December 1, 2010
SPCH 1300, Section 8
Interpersonal Case Study
Love is not always about you feelings. Sometimes real love is about what you do no matter how you feel. Webster defines a relationship as, “an emotional or other connection between people.” My definition of a relationship is an agreement of sacrifice, trust, and friendship between two people. Relational Dialectics Theory explains the tensions in the personal relationship I have with my boyfriend, Claude Jackson. In this paper I will discuss the theory of Relational Dialectics, Case Analysis, Recommendations, and Reflection. Theory
“Relational dialectics is the competing psychological tensions in a relationship,” (Verderber, Verderber, and Sellnow 2010, p.86). The theory of relational dialectics explains how different aspects of a relationship to attract opposites to complement one another. According to the theory, people involved in relationships experience internal, conflicting attractions causing relationships to be in a constant state of instability, known as dialectical tension. The pressures of these tensions occur in a wavelike fashion over time. Relational Dialectics introduces the concept that the closer individuals become to one another, the more conflict will arise to pull them apart.
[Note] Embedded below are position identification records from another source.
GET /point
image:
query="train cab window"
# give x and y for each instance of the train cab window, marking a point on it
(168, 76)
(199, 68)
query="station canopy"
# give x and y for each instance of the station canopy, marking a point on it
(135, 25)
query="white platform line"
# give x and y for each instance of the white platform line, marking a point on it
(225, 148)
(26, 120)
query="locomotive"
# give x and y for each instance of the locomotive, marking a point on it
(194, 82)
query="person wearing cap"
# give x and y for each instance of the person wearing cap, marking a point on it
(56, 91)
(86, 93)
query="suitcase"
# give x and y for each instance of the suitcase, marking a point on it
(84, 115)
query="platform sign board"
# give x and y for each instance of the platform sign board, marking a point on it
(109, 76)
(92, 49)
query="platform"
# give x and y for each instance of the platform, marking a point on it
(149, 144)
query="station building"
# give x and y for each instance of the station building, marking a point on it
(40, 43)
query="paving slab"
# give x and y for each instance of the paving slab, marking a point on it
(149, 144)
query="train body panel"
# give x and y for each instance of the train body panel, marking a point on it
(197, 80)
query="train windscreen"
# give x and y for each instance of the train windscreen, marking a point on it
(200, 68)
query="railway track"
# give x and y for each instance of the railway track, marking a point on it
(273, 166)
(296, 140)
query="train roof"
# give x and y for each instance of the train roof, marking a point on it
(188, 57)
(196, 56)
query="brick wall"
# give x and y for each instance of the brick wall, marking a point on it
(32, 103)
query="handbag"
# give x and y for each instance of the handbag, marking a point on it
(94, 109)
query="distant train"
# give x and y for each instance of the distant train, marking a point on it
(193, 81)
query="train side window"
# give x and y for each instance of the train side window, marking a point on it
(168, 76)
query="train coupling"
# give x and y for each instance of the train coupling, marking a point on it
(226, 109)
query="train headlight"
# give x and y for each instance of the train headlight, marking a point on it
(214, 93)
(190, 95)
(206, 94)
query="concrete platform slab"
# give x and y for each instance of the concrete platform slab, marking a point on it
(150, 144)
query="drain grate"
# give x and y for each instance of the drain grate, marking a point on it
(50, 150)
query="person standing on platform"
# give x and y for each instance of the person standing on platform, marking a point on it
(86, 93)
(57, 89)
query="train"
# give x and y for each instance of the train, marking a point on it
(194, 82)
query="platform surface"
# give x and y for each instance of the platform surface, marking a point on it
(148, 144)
Relational dialectics theory includes four aspects of relationships which are: novelty vs. predictability, openness vs. closedness, autonomy vs. connection, and management techniques. “Novelty is defined as the originality, freshness, and uniqueness in your own or partner’s behavior or in the relationship,” (Verderber, Verderber, and Sellnow 2010, p.87). “Predictability is the consistency, reliability, and dependability,” (Verderber, Verderber, and Sellnow 2010, p.87). In my relationship with Claude, we both display these aspects- predictability more than novelty. Most of the time I get angered because he is so set in his ways which is routine living where I am more into new and different things. Sometimes I feel bored with our relationship because he is so predictable, besides holidays, at times I feel the want to be surprised with flowers or maybe a visit. I believe this is what balances us much like an equilibrium so that we will not drive one another away.
The second aspect of this theory is openness vs. closedness, known to me as the tug-a-war game. “Openness is defined as the desire to share intimate ideas and feelings with your partner,” (Verderber, Verderber, and Sellnow 2010, p. 87). “Closedness is the desire to maintain privacy,” (Verderber, Verderber, and Sellnow 2010, p. 87). Openness is a huge conflict within our relationship because he is a person that often holds everything in and believes every aspect of a relationship should be private. We both display disclosure but he only displays disclosure when he is in an explosive state. He often displays closedness as a way of coping with different problems we may be having in our relationship. I display closedness mainly to get his attention, and it often happens when I am extremely angry about a situation.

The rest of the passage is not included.